Nemuro Wine – 2009
A couple years back, I wrote about photographing the Nemuro wine bottle; which turned out to be a lot of fun because I was able to do it with only 2 lights. I received the 2009 vintage a few days ago. My first reaction after seeing the bottle was: “*%^$*!, black label on black bottle…”
Problem – dark objects are hard to lit; basically you don’t light it, you let it reflect what’s around it. I can solve the problem for the bottle itself by by placing flat glowing surfaces next to it (such as a reflector card). But black label it tricky to me: if I were to throw light on it, there will be too much specular reflection. The label will turn grey from the reflections (which is less interesting, at least to me); and it will be hard to read the label’s texts. Argh!!!
Anyway, first I got to reproduce the same setup as I did last time. Here is how it came out.
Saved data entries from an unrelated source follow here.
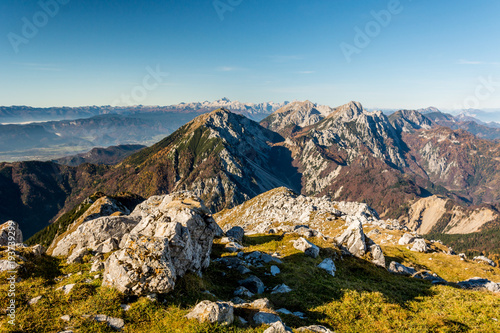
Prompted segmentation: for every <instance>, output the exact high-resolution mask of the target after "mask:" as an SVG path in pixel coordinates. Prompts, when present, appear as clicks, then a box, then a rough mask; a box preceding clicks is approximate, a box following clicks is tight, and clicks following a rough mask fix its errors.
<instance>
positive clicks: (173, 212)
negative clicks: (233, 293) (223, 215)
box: [103, 192, 220, 295]
mask: <svg viewBox="0 0 500 333" xmlns="http://www.w3.org/2000/svg"><path fill="white" fill-rule="evenodd" d="M155 200H158V198H155ZM151 207H153V205H150V206H146V208H144V207H142V208H141V209H142V210H139V211H136V210H134V212H135V214H139V215H140V216H143V215H144V214H145V213H144V211H143V210H147V211H151V213H150V214H149V215H147V216H145V217H143V218H142V219H141V221H140V222H139V223H138V224H137V225H136V226H135V227H134V228H133V229H132V230H130V233H129V234H128V235H127V237H126V238H124V239H122V241H121V242H120V246H123V248H121V249H120V250H118V251H116V252H114V253H113V254H112V255H111V256H110V257H109V258H108V259H107V260H106V262H105V264H104V265H105V271H104V277H103V285H107V286H114V287H116V288H118V289H119V290H120V291H122V292H123V293H125V294H136V295H145V294H150V293H166V292H169V291H171V290H172V289H173V288H174V285H175V280H176V279H177V278H178V277H181V276H183V275H184V274H186V273H187V272H193V273H196V274H201V270H202V269H203V268H206V267H208V265H209V263H210V252H211V250H212V243H213V239H214V237H215V235H216V234H217V232H218V230H220V227H219V226H218V225H217V224H216V223H215V221H214V219H213V218H212V216H211V214H210V211H209V210H208V209H207V208H206V207H205V205H203V203H202V201H201V200H200V199H199V198H197V197H195V196H193V195H192V194H190V193H187V192H179V193H173V194H170V195H166V196H164V197H163V199H162V201H161V202H160V203H158V202H157V201H155V205H154V209H153V208H151Z"/></svg>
Not bad, but as I predicted; the label just doesn’t stand out. And look at all the reflections from the walls behind and around me! Argh!!! I can’t paint the wall black?! I can’t get rid of the walls!!! Or can I?
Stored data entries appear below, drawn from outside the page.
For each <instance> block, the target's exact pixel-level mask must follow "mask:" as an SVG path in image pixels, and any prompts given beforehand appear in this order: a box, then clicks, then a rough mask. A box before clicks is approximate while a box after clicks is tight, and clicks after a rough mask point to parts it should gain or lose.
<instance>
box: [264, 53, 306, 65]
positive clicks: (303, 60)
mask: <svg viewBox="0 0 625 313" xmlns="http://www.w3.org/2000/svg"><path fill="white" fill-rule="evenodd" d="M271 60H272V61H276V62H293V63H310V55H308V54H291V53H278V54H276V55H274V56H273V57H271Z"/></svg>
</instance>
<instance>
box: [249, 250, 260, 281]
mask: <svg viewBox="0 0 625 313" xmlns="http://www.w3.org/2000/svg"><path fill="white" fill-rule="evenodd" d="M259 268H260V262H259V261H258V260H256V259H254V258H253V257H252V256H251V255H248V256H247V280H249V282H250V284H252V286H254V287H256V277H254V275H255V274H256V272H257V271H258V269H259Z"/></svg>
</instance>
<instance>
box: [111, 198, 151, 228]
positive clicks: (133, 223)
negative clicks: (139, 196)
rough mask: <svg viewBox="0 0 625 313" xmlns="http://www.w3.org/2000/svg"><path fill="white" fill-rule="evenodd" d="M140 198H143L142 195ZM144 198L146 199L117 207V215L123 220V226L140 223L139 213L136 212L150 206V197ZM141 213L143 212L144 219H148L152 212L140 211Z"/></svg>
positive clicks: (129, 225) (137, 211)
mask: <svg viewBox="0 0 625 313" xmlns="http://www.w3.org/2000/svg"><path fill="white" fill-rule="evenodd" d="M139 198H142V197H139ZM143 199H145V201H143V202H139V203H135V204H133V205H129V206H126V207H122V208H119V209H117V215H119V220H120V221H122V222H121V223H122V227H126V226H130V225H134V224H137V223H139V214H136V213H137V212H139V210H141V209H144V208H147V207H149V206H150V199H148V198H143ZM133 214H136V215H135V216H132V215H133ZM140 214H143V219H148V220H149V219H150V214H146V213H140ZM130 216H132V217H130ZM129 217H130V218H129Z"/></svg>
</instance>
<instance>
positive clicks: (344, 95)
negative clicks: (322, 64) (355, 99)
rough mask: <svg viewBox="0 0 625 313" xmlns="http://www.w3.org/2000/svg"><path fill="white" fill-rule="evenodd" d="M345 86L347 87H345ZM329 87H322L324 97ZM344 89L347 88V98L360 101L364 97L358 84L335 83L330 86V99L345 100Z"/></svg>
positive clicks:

It turned out I can. I just have to make sure the light from behind the black board doesn’t spread out too wide (add a reflector); and block the reflections from above the bottle (dark foam board held by light stand with boom arm).
Much better. But where is the label? Actually, this is great. Darkness I can fix; but too much light or reflection is hard for me to remove. OK, let me throw some light on it.
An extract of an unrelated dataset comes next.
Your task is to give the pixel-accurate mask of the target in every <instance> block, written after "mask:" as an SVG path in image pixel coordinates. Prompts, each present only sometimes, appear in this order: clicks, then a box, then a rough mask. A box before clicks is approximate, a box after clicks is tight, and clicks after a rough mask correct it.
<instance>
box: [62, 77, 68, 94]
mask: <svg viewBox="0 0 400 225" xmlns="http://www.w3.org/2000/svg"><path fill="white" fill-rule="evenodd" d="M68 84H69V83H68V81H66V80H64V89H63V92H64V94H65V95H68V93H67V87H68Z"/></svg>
Gosh… exactly as I thought. The dark foil turned grey; and lots of reflections on the label. Let me try narrowing down the light pattern with a grid. The light is now coming slightly from the right, and slightly angled down.
Much better, the reflections are mostly gone; but the light spot will have to be adjusted. Next throw in the background light with Rosco’s lavender filter. Now I got get the final image at the top of the post.
I love how the “根室” characters virtually glows out of the dark label.
Well… am I done? Should I just stop at the exact same image as before? Why? Let’s try difference composition. How about a glass?
Cool, much better product shot. Let me throw in the 2008 older vintage for a family reunion.
Now this was actually a lot harder than it seems. First, there was the black label to deal with; so I have to use a gridded light. Then, the 2008 label was a light color label; if I don’t have any light on, then it will be faded. If I put too much light on it, it will be too bright, which takes away the focus from 2009. So I have to use a even tighter grid (yes, another light), and feather the light across the label. I feathered it down so the light does not splash over the black label; this gives it a “down light” effect.
Next, group picture!!!
Notice how the 2008 is completely lit with the side reflector boards only. Actually, I like it better this way because it shows the curvature of the bottle on the label with the shadow down the middle.
Done? Well… there is one more thing I wanted to try. See, I am a sucker for bokeh (暈け). Not only I want to focus the light on only one bottle, I also want the other bottles to be out of focus. This is actually a lot harder to do when it comes to flash photography. I could open up the aperture, but the ambient light will start to affect the shot because the shutter speed is limited to 1/250 max. One way to solve this is to add a ND filter. This will cut down the light (and exposure) so I can open up the aperture without changing shutter speed. Out comes my 3-stop ND filter.
Everything should work, right? Well, not quite! The ND filter cut down so much ambient light, that the camera can’t auto-focus any more. So, un-screw the filter, focus, disable auto-focus, then put the ND filter back on. Voila!
Love it! Now there is no doubt who is the star of the show.
Here is my favorite. A tighter composition.
So much fun, so little time. By the time I was done, it was almost 3AM. Foolish, but worth it.